Here are the steps I took to get this
to work. Note that I'm a Debian
Linux user:

  1. I already have Perl installed
    so no need for me to install Perl
  2. I copied and pasted the above
    script and placed it in a file called
    extract_links.
  3. I downloaded the
    SimpleLinkExtor
    module by clicking on the
    download link.

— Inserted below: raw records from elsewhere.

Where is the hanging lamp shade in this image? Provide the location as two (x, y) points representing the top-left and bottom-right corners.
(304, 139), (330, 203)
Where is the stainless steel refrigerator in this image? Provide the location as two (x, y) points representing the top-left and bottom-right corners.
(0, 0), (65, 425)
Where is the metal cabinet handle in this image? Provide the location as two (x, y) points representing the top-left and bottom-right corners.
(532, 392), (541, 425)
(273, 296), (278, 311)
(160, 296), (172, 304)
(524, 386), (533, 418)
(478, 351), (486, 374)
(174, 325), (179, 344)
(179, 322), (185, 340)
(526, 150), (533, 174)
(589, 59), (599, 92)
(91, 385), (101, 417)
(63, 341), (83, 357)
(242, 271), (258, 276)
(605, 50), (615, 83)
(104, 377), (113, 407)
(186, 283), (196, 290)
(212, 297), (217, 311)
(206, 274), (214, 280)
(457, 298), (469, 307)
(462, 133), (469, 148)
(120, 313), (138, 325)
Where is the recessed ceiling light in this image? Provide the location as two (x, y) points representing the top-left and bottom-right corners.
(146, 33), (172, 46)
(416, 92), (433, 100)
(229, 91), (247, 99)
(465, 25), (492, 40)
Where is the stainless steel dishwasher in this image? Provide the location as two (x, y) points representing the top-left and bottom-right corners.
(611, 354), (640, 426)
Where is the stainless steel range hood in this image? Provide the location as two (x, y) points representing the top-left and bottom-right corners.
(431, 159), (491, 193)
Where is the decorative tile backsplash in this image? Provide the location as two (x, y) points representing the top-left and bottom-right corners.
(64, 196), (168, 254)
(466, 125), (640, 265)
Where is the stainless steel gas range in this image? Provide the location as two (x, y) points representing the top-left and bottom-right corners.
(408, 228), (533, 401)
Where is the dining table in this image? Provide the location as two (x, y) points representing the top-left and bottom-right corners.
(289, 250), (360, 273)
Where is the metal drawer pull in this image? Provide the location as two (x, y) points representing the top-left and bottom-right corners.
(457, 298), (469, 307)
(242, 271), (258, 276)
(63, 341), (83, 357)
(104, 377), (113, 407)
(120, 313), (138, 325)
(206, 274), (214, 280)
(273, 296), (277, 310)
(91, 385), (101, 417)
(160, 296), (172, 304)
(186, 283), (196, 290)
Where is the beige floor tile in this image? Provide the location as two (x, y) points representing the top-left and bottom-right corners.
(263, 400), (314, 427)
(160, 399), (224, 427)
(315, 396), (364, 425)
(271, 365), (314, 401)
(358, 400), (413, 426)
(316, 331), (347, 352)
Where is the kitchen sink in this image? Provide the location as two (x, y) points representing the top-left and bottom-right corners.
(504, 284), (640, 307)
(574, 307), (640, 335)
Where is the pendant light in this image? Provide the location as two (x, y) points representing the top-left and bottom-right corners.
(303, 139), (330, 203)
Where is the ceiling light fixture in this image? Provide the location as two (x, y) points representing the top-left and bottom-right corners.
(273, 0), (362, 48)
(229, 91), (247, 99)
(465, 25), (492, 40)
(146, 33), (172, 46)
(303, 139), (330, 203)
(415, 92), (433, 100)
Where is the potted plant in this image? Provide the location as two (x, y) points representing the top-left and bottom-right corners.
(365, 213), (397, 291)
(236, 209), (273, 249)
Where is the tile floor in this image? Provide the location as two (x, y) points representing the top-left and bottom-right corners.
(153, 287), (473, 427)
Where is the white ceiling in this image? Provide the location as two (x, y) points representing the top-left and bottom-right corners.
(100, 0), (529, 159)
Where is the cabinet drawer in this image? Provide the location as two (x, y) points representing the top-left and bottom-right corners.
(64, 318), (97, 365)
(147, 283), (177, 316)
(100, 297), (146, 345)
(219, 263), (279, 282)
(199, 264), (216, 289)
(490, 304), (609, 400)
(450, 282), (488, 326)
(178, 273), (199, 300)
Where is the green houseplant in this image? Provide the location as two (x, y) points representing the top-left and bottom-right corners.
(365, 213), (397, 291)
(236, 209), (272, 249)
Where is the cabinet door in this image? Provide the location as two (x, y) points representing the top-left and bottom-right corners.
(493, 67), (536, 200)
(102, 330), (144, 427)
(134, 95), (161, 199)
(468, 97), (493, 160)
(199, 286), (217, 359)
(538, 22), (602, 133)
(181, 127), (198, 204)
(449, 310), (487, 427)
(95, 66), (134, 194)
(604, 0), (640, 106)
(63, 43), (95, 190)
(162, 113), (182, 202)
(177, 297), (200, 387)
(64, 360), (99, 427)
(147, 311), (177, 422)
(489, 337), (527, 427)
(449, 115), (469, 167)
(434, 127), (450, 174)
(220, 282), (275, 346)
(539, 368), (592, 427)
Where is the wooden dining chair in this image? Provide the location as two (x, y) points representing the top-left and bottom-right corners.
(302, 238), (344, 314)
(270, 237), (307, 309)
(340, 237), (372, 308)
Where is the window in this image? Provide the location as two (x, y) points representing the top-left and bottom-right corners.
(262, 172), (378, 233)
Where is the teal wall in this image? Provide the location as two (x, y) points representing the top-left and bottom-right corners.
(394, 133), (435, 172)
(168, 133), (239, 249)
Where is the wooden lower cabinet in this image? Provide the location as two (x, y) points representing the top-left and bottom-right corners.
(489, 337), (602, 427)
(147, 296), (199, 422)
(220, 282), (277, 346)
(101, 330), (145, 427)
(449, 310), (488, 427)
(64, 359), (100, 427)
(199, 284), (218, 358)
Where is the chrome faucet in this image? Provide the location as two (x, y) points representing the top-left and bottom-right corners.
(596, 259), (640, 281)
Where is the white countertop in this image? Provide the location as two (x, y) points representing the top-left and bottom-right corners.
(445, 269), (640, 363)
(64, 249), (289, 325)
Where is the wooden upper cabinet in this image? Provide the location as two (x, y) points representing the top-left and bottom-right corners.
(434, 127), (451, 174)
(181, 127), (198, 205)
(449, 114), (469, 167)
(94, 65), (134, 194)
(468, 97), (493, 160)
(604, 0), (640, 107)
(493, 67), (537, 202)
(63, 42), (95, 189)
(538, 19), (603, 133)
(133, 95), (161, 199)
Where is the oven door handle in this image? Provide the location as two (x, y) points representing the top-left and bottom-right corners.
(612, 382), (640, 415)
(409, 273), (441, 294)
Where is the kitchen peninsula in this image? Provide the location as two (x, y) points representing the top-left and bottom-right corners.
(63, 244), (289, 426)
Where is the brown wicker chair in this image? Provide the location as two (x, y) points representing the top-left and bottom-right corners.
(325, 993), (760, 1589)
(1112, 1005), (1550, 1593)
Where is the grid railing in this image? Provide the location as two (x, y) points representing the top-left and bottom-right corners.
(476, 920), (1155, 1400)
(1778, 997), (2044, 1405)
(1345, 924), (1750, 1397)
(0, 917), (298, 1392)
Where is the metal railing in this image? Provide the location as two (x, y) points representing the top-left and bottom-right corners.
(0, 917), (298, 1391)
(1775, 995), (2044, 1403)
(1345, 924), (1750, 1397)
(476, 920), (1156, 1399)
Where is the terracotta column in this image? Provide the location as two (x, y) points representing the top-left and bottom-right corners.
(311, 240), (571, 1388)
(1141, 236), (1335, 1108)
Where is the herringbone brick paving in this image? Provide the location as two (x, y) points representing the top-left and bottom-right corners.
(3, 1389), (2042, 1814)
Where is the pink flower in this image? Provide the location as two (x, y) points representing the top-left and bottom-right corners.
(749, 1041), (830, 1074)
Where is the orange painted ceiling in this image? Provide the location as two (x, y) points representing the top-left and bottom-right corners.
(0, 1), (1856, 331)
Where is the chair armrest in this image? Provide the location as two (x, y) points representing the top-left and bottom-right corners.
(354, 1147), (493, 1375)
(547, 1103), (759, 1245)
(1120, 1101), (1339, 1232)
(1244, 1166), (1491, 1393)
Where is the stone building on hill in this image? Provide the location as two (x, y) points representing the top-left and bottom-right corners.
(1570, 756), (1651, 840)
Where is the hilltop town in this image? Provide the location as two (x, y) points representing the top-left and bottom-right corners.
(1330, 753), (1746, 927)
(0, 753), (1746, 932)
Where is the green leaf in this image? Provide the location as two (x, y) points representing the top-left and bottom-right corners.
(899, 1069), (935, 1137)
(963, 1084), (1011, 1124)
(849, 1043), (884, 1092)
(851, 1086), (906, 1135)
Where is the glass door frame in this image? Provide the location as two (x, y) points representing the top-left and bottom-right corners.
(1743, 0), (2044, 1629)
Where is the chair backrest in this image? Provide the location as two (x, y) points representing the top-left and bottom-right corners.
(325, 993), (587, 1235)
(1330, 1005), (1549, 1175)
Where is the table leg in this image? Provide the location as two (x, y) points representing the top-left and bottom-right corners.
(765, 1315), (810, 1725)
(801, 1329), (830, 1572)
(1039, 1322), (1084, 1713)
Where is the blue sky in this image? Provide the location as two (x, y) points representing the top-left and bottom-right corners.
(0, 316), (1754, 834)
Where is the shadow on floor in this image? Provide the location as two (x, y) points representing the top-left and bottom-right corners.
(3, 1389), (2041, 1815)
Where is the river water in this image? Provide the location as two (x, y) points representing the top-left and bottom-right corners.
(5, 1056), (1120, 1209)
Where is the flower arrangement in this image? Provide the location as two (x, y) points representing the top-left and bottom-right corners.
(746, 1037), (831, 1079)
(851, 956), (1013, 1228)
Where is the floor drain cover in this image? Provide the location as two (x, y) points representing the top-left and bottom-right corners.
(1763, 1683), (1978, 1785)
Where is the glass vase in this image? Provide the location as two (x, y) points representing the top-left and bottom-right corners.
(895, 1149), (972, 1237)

I
    placed it in an empty
    directory called download.
  4. I did a cd to
    download:

    cd download
    
  5. I typed the following
    command to extract it:

    tar xzf HTML-SimpleLinkExtor-1.23.tar.gz
    
  6. Of course, the following
    directory was created:

    HTML-SimpleLinkExtor-1.23
    
  7. I did a cd to the
    following directory:

    cd HTML-SimpleLinkExtor-1.23
    

  8. I read the README file
  9. I did the following command
    as a regular user:

    perl Makefile.PL
    
  10. Next, I logged in as
    root in order to do
    the next few commands on
    a system-wide basis.
  11. I did the following
    three commands as root:

    make
    make test
    make install
    
  12. I logged out as root
    so as to go back to being
    a normal user

  13. Next, I gave my script execute
    permission:

    $ chmod u+x extract_links
    

  14. Since I was working with
    a website, I gathered all
    the HTML files into one
    file to make the HTML easy
    to work with:

    $ cat *html *htm >temp
    
  15. Next, I ran the utility
    against the temp file:

    extract_links temp >temp2
    

  16. Since I was looking for unique
    URLs in the file, I decided to
    put like URLs together by sorting
    them with the Unix sort
    utility:

    $ sort temp2 >temp3
    
This turned out to be a very very
happy Perl utility for me.

I found out that the website had
approximately 1750 links. This
was too many for me to deal with
by hand. This is what I needed
to find out.

I like SimpleLinkExtor and
the above script that relies
on SimpleLinkExtor.

I'm sure I'll find use for it
again in the future.

Ed Abbott